# Part 4

Import some modules

In [1]:
import pandas as pd
import numpy as np
import time

from Queue import PriorityQueue
from fastdtw import fastdtw,dtw
from haversine import haversine
from ast import literal_eval
from utils import create_csv,remove_time,majority_voting,mydtw
from sklearn.model_selection import cross_validate,cross_val_score
from sklearn.base import BaseEstimator, ClassifierMixin

- Open train_set.csv
- Open test_set_a2.csv

In [2]:
trainSet = pd.read_csv(
'../datasets/train_set.csv',
converters={"Trajectory": literal_eval},
index_col='tripId'
)

testSet_a2 = pd.read_csv(
'../datasets/test_set_a2.csv',
sep='\t',
converters={"Trajectory": literal_eval},
)

- We remove timestamps because we do not need them .  
- Also, we reverse latitude-longitude pairs , because they were given in the wrong order

In [3]:
trainSet.apply(func=remove_time,axis=1,reduce=False)
testSet_a2.apply(func=remove_time,axis=1,reduce=False);

- This is our own KNN Classifier
- It is a subclass of [BaseEstimator](http://scikit-learn.org/stable/modules/generated/sklearn.base.BaseEstimator.html) and [ClassifierMixin](http://scikit-learn.org/stable/modules/generated/sklearn.base.ClassifierMixin.html)

In [4]:
class NeighborsClassifier(BaseEstimator,ClassifierMixin):
    
    def __init__(self, n_neighbors=5,metric=fastdtw):
        if n_neighbors < 1 :
            raise ValueError("Expected n_neighbors > 0. Got %d"%(n_neighbors))
        
        self.n_neighbors = n_neighbors
        self.metric   = metric

    def fit(self, trainSet, labels):
        len1 ,len2 = len(trainSet) , len(labels)
        if len1 != len2:
            raise ValueError("Found input variables with inconsistent numbers of samples: [%d,%d]"%(len1,len2))
        
        self.trainSet = trainSet
        self.labels   = labels
        
    def predict(self,X):
        predicted = []

        for query in X:
            distances  = PriorityQueue()
            for i,train in enumerate(self.trainSet):
                
                # Calculate DTW distance using Haversine's formula
                # Add (distance,journeyPatternId) to the queue
                dist  = self.metric(query,train,dist=haversine)[0]
#                 dist = mydtw(query,train,dist=haversine)[0]
#                 dist = dtw(query,train,dist=haversine)[0]
                jp_id = self.labels[i]
                distances.put((dist,jp_id))
            
            # Fetch the labels of the k nearest neighbors
            nearest = [neighbor[1] for neighbor in [distances.get() for _ in range(5)]]

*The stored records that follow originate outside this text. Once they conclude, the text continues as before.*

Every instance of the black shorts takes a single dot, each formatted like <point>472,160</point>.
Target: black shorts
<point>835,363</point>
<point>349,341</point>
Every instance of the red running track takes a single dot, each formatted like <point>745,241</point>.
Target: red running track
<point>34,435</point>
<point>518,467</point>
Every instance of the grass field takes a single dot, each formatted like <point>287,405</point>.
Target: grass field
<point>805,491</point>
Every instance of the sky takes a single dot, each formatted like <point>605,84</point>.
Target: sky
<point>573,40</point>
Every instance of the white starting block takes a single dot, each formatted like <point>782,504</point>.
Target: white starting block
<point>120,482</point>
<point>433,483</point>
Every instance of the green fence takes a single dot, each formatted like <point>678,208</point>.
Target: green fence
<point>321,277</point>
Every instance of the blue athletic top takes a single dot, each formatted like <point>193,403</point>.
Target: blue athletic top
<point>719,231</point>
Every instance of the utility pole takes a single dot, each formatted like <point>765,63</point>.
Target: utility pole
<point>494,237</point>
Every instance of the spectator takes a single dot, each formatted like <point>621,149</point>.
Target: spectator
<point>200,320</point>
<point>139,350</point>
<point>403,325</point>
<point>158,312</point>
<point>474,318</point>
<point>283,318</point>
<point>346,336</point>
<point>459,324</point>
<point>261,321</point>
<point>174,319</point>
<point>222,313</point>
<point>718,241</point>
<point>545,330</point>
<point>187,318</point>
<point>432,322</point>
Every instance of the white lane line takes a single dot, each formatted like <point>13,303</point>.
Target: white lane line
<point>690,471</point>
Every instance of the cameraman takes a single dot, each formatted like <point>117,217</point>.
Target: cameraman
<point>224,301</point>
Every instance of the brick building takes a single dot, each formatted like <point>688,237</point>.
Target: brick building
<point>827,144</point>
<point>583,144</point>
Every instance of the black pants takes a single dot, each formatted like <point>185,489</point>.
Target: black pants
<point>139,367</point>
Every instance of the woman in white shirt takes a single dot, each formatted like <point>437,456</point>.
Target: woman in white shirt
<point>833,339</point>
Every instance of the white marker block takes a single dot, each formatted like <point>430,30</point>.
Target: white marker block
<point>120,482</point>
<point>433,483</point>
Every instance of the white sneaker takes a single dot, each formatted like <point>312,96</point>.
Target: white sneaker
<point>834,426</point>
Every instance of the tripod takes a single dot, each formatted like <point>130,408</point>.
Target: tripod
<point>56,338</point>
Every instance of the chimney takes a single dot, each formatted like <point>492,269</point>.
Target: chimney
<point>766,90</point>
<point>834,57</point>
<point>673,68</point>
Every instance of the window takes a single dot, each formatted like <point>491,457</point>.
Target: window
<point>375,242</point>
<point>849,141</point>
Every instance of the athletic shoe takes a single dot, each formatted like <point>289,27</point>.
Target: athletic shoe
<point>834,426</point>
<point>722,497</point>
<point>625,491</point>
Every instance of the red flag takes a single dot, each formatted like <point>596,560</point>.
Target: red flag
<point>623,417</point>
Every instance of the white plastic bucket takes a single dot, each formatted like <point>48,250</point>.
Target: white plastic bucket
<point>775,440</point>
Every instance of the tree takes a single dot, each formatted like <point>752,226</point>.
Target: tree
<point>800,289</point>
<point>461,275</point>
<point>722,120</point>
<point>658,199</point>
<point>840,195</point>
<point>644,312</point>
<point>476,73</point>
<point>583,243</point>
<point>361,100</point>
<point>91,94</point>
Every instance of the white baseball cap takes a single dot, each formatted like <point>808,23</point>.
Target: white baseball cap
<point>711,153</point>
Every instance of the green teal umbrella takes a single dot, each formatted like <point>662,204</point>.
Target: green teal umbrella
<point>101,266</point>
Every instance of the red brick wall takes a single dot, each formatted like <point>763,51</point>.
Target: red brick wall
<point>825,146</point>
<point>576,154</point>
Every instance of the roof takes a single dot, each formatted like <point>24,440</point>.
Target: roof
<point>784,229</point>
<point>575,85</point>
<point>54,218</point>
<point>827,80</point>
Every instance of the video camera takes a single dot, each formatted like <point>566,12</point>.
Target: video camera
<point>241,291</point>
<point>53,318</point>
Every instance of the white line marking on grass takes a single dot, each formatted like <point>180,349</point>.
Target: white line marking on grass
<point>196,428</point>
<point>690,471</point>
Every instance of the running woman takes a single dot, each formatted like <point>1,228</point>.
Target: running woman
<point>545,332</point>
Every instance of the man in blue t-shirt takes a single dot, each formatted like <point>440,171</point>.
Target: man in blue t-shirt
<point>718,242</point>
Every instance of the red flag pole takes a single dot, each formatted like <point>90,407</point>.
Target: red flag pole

            # Apply majority voting.
            # Append result on predicted list
            predicted.append(majority_voting(nearest))
        
        return predicted

In [None]:
X = trainSet['Trajectory']
y = list(trainSet['journeyPatternId'])

queries    = testSet_a2['Trajectory']
tripIdList = testSet_a2.index.values

# Initialize our classifier 
clf  = NeighborsClassifier(metric=fastdtw)

- Cross Validation

**Note:**
n_jobs is set to -1 in order to exploit all cpu cores 

In [None]:
start = time.time()
percent = len(X[:1500]) / float(len(trainSet)) * 100
cv = 10
scores = cross_validate(clf,X[:1500],y[:1500],cv=cv,return_train_score=False,scoring='accuracy',n_jobs=-1)
print 'Cross Validation (folds = %d, %.2f%% of trainSet)'%(cv,percent)
print '============================================='
print 'Time    :',round(time.time()-start,2),'sec'
print("Accuracy: %0.2f (+/- %0.2f)\n" % (scores['test_score'].mean(), scores['test_score'].std() * 2))



- Fit our classifier
- Make predictions for the given queries
- Output results to testSet_JourneyPatternIDs.csv

In [None]:
clf.fit(X,y)
predictions = clf.predict(queries)
create_csv(tripIdList,predictions)
pd.read_csv('../testSet_JourneyPatternIDs.csv',sep='\t')